Wednesday, September 14, 2011

Stories Of An Old Poacher \ The Tame Hare

Nancy:  The “kiak” in the poem is not a boat, but a Maritimes name for alewives.
Stories Of An Old Poacher
who lived here, in this house
who remembers Paradise
who names his guns, many guns
who shot the two bears between the eyes with a 22
who shows us the apple tree they were in
who shows us where the eel pots were
who had hidden lobster traps
who dipped kiak out of the stream every Spring
who gives us the three best recipes for cooking kiak
who always got his deer by the corner of the house
who points out which corner and where the deer fell
who smiles remembering roast duck
who smiles remembering his wife scolding, eating duck, scolding
who has maybe killed more geese than we have ever seen
who tells us of the thousands of geese
                                thousands of geese
                                every year, thousands
                                geese in the bay, geese flying over the house
                                geese at the lake
                                geese flying at night up to the lake
                                geese
                                wings
                                rush and wild call
                                and the noise of gunners
who looks at the bay and the sky over the bay
who shakes his head
who knows we can’t imagine
who says, it’s quiet now my dears
it’s quiet now
Alan: If we truly attend, our separate selves fade and what we notice is interrelationship itself.
The Tame Hare
Watching you,
I see how Dürer tamed his hare,
painted just so among the herbs,
forever watching
deft motions of a hand
immortalizing one small, cautious
consciousness.
Dürer talked, I think, as we talk,
around and obliquely to you,
sharing the general vicinity of your afternoon browse
at the crisp and sunny corner of the lawn,
lulling you past fear of stewpot,
dog bolting from sudden gaping door,
flash and heartleap of death.
Our voices are food enough
to draw you almost to our hands.
Or rather, you have drawn us
into your world, precise and spear-green,
making us sit and watch, and wait, and listen,
everything perfect and in place.
“Stories Of An Old Poacher” first appeared in Fencing Wildness (Slow Dancer Press, 1999)

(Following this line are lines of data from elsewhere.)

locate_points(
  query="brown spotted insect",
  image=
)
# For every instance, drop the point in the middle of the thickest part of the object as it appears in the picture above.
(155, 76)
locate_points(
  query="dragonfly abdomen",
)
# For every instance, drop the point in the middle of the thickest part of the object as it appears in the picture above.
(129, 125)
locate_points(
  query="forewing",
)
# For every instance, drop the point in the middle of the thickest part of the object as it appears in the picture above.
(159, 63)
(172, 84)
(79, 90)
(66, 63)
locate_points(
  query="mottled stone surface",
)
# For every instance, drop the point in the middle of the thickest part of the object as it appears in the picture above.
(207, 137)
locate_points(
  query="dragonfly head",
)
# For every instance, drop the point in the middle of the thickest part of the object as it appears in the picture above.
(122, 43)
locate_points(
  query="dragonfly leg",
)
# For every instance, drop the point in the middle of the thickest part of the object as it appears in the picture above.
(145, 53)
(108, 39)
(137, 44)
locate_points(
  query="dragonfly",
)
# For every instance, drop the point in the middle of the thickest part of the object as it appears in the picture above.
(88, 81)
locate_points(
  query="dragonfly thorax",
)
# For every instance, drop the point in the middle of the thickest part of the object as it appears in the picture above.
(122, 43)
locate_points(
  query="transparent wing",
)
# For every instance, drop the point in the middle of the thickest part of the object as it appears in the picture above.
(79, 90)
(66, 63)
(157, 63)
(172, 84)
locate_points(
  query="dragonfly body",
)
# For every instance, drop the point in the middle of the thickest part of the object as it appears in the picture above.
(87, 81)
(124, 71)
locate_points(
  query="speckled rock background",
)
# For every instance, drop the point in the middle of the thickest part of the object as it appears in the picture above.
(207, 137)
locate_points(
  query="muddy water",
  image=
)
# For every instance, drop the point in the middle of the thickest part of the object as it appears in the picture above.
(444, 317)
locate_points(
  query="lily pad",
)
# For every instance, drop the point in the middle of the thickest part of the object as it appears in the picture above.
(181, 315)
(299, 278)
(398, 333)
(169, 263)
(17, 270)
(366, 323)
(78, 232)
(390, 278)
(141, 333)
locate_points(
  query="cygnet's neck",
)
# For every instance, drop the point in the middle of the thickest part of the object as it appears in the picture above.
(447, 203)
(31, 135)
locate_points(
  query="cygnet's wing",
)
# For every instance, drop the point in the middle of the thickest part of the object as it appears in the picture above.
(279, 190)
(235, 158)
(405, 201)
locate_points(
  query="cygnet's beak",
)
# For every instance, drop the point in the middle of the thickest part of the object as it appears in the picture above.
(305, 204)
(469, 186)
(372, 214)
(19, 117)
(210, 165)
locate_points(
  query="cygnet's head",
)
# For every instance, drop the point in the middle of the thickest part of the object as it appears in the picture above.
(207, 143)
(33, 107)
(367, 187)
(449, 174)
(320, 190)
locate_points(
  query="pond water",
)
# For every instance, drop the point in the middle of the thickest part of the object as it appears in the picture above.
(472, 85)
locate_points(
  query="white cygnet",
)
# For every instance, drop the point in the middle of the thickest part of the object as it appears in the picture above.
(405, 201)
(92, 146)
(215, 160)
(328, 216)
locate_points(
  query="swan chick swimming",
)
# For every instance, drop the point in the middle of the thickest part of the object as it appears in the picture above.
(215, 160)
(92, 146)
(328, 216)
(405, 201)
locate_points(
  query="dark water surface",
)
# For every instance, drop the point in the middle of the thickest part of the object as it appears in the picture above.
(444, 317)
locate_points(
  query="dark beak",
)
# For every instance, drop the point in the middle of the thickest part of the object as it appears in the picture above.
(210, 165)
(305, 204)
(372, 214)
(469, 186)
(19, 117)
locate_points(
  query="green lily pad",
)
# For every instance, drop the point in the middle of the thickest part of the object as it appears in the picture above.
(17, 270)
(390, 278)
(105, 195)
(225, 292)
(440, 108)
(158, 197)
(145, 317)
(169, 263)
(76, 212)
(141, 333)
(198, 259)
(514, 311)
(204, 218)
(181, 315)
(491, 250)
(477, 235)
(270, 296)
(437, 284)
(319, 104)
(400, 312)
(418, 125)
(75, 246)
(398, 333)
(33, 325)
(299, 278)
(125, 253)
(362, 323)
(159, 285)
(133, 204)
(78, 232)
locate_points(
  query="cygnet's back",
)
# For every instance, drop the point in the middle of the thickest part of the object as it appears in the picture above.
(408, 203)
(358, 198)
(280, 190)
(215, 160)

Wednesday, September 7, 2011

P.S 43 \ The Man Who Never Stopped Painting His House

Nancy:  I was only thrown out of school in disgrace twice in my life.  My Mama was “mortified,” a good word I don’t hear much anymore.
P.S. 43
I was smiling when I handed Miss Hoffman
the rat.  I had carried it as I did my roller
skates, by the tail, the weight of it swinging
beside my leg.  My daddy said there was a 
Book of Knowledge all around me and I was
delighted with the rat, and wanted to know:
why was its tail scaly?  why were its teeth
orange?  And no one stopped me as I carried
the rat up the steps, through the Girls door,
down the hall and into the room.
I smiled.  Miss Hoffman screamed.  I knew at
once.  We were not going to open my Book
of Knowledge.  Not then  Not there.  No, NO,
NO, not in Miss Hoffman’s classroom.
Alan: How many houses do we all pass by, year after year, with no one ever around, a mystery made stranger by whatever thin thread of a story we can give to it?
The Man Who Never Stopped Painting His House
On the way to town lived a man
who never stopped painting his house.
We’d see it summers as we jounced
the six miles in from camp for groceries or gas:
scaffold in place, planks that over humid weeks
rode down, minutely, as the new white covered old,
clapboard by clapboard.
                                                    My mom, hinting some moral
only she could parse, told us each year the story.
He’d had a heart attack – the doctor’d warned him
never to exert.  A little chill rippled
the back seat of our car.
                                                   So he painted his house
endlessly, too poor or clogged with Yankee pride
to hire it done: a saint of perseverance
or a fool.  We never saw him out and yet
the work went on.
                                                   One year it was finished,
down to the dark trim, the ladders gone.
He died before Fall: the realtor’s sign went up
but didn’t linger: an easy sell, so neat and so well kept.